Rhyme colocó en posición la Storm Arrow, de líneas puras y color rojo de manzana de caramelo, al lado de la mesa de trabajo. Thom puso el micrófono sobre su cabeza y encendió el ordenador.
Un momento después Sellitto y Banks aparecieron en el umbral, seguidos de otro hombre que acababa de llegar. Era alto y delgado, con piel oscura como el caucho. Llevaba un traje verde y una estrafalaria camisa amarilla.
– Hola, Fred.
– Lincoln.
– Hola.
Sachs saludó a Fred Dellray cuando entró al cuarto. Ya lo había perdonado por arrestarla no hacía mucho por una disputa entre departamentos, y ahora la policía alta y hermosa y el alto y peculiar agente mostraban una curiosa afinidad. Ambos eran, había deducido definitivamente Rhyme, policías sociales (mientras que él era un policía de pruebas): Dellray confiaba tan poco en la ciencia forense como Rhyme en el testimonio de los testigos; en cuanto a la antigua patrullera Sachs, bueno, Rhyme no podía hacer mucho para neutralizar su tendencia natural, pero estaba decidido a que dejara de lado esa capacidad y se convirtiera en la mejor criminalista no sólo de Nueva York, sino del país entero. Una meta a la que ella podría llegar con facilidad, aun cuando no lo supiera.

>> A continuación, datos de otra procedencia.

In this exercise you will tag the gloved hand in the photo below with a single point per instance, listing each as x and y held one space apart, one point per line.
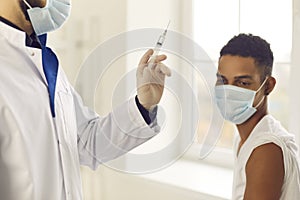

Dellray dio grandes zancadas por el cuarto y estacionó al lado de la ventana. Cruzó sus largos brazos. Nadie, ni siquiera Rhyme, podía encasillar exactamente al agente. Vivía solo en un pequeño apartamento de Brooklyn, le gustaba leer obras de literatura y filosofía y todavía más jugar al billar americano en bares sórdidos. Había sido un tiempo la joya de la corona de los agentes secretos del FBI, todavía se le llamaba algunas veces con el apodo que tenía cuando realizaba aquel trabajo: El Camaleón. Todos sabían que había sido un renegado, aunque sus superiores en el FBI le daban mucha cuerda; tenía más de mil arrestos en su hoja de servicios. Pero había estado demasiado tiempo como agente encubierto y a pesar de su habilidad considerable para ser lo que no era, se había «sobreexpuesto», como decían sus compañeros. Era cuestión de tiempo que lo reconocieran y lo mataran, de manera que accedió de mala gana a encargarse de una tarea administrativa dirigiendo a los otros agentes secretos y a los Informantes Confidenciales (C.I.).